Headlines have been dedicated to e-commerce websites like Flipkart and Amazon this year. Especially after Flipkart raised $1 billion (~6,000 crores) worth funds from investors, quickly followed by an announcement by the US-based retail major Amazon to investing $2 billion (~12,000 crores) in its India business.
Suffice to say, e-commerce has had one super year so far. Leading the battle for marketshare are Flipkart and Amazon. And the war between the online retailers is only gathering strength.
Here are five things to know:
- Why is India hot: First things first, the Indian e-commerce market has exploded onto the scene. A key reason being its explosive growth over the past three years, sales are growing at the rate of around 50% on a yearly basis, according to estimates by Crisil. The analytics and ratings agency adds that the Indian online sales market is on track to reach $8.3 billion by 2016. This year, the e-commerce market is expected to rise by 47% to Rs 460 billion, according to the Internet and Mobile Association of India. All this is despite the fact that only 11% of Indians have access to the Internet. This internet base is likely to widen over the next 7-8 years to at least 15 crore online buyers from the current 20-25 mn online buyers. As a result, the number of Indians shopping online is -going to grow to 30% over the period. This means the e-commerce market has scope to grow by leaps and bounds.
- Flipkart’s focus on Last Mile Delivery: The India-based Flipkart is one of the leaders of the e-commerce market. It is going head-to-head with domestic rivals like Snapdeal and Infibeam as well as foreign names like Amazon and Ebay. Flipkart has grown significantly in the last few years. Today, it earns Rs 6,000 crore or $1 billion in revenue, according to research reports. However, it has not made profits. In fact, its losses widened to Rs 281. This is because it has been investing extensively to expand its reach in the country. It also plans to double its staff over the new few years. Flipkart follows the business model where companies control inventory and delivery. According to a report in the Times of India, over 7,000 of Flipkart’s 12,000-strong employee base work in last-mile delivery. It means a significant chunk of the staff focuses on delivery. This shows that Flipkart is focusing on getting its logistics right.

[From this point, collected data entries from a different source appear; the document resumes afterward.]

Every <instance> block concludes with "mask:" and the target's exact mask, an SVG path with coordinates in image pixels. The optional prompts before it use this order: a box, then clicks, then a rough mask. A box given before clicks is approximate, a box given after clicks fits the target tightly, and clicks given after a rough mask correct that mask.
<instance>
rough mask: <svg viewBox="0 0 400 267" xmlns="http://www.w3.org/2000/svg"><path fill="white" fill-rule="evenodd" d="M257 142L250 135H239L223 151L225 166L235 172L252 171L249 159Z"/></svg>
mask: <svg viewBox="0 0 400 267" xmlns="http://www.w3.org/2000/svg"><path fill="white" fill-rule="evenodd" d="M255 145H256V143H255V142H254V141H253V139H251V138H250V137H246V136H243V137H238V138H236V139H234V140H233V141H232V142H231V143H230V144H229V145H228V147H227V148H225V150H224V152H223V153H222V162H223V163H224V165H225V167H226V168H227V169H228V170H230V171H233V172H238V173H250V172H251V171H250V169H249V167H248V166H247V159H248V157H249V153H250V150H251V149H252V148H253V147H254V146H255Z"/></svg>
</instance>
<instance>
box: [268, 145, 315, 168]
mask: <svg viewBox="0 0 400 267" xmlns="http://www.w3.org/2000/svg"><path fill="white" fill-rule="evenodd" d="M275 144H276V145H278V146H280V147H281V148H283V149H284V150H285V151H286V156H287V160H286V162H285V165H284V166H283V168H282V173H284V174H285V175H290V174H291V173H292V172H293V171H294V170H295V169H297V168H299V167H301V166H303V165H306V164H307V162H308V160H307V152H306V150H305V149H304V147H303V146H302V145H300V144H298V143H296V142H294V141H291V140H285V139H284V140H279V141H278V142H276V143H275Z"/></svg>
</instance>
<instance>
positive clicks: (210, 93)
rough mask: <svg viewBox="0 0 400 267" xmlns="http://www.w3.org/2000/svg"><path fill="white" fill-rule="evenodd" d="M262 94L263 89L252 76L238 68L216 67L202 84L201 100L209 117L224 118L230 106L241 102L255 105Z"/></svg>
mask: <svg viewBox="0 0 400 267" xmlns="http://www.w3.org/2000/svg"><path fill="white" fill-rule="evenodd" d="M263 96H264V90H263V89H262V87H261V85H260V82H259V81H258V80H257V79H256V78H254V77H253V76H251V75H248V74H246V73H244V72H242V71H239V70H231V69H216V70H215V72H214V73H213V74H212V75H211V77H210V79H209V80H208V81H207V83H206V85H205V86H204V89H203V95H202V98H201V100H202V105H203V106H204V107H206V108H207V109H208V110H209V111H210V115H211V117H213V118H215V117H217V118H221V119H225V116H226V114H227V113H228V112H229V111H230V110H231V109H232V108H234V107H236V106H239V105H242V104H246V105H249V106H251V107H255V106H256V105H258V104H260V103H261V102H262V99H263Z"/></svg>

- Amazon’s Brand Value & Experience: The US based retailer is emerging as the biggest competitor for Flipkart. Yet it differs from the Indian retailer. The biggest difference is the business model. Amazon follows the market place model, where cost-savings are significant. This is because, investment in warehousing and logistics are significantly lower. The delivery cost is borne by the seller. This helps keep costs of products low for consumers. The other big advantage Amazon has over Flipkart is its experience. It has to its credit rich existing software that helps collect data about user experience, technological prowess like patents, and most importantly – brand value. Flipkart is also a small fish in comparison with the $100 billion-worth US company. Currently, Amazon is concentrating on ‘building the largest book store in India’. This is likely to be followed by expansion in the cameras and mobile phones categories – all of which are currently dominated by Flipkart.
- Financing needs: The Bangalore-based Flipkart has another Achilles heel – financing. Unlike Amazon, which has deep pockets as well as the ability to burn money for years, Flipkart is dependent on external investors. Moreover, India currently does not allow foreign investment in e-commerce. While the government has spoken about easing these rules, no new changes are in sight as of now. This could work onto be a big challenge for Flipkart in the future.
- Key challenges: The Indian e-commerce market is in its nascent stages. It faces problems unique to the market. These can become key challenges to the e-commerce players. For example, just about 12% of Indians have debit or credit cards. This means online retailers will have to work on the payment systems. Currently, to tackle this problem, cash payments are offered as a way out. However, the downside is, it takes time to get the payments as delivery may take time in the large country. The logistics and distribution system in India is another big challenge as India lacks efficient infrastructure and transport systems. What’s more, the Indian consumer is known to be picky about prices, meaning price wards are imminent. This could affect profit margins – if ever the companies turn profitable.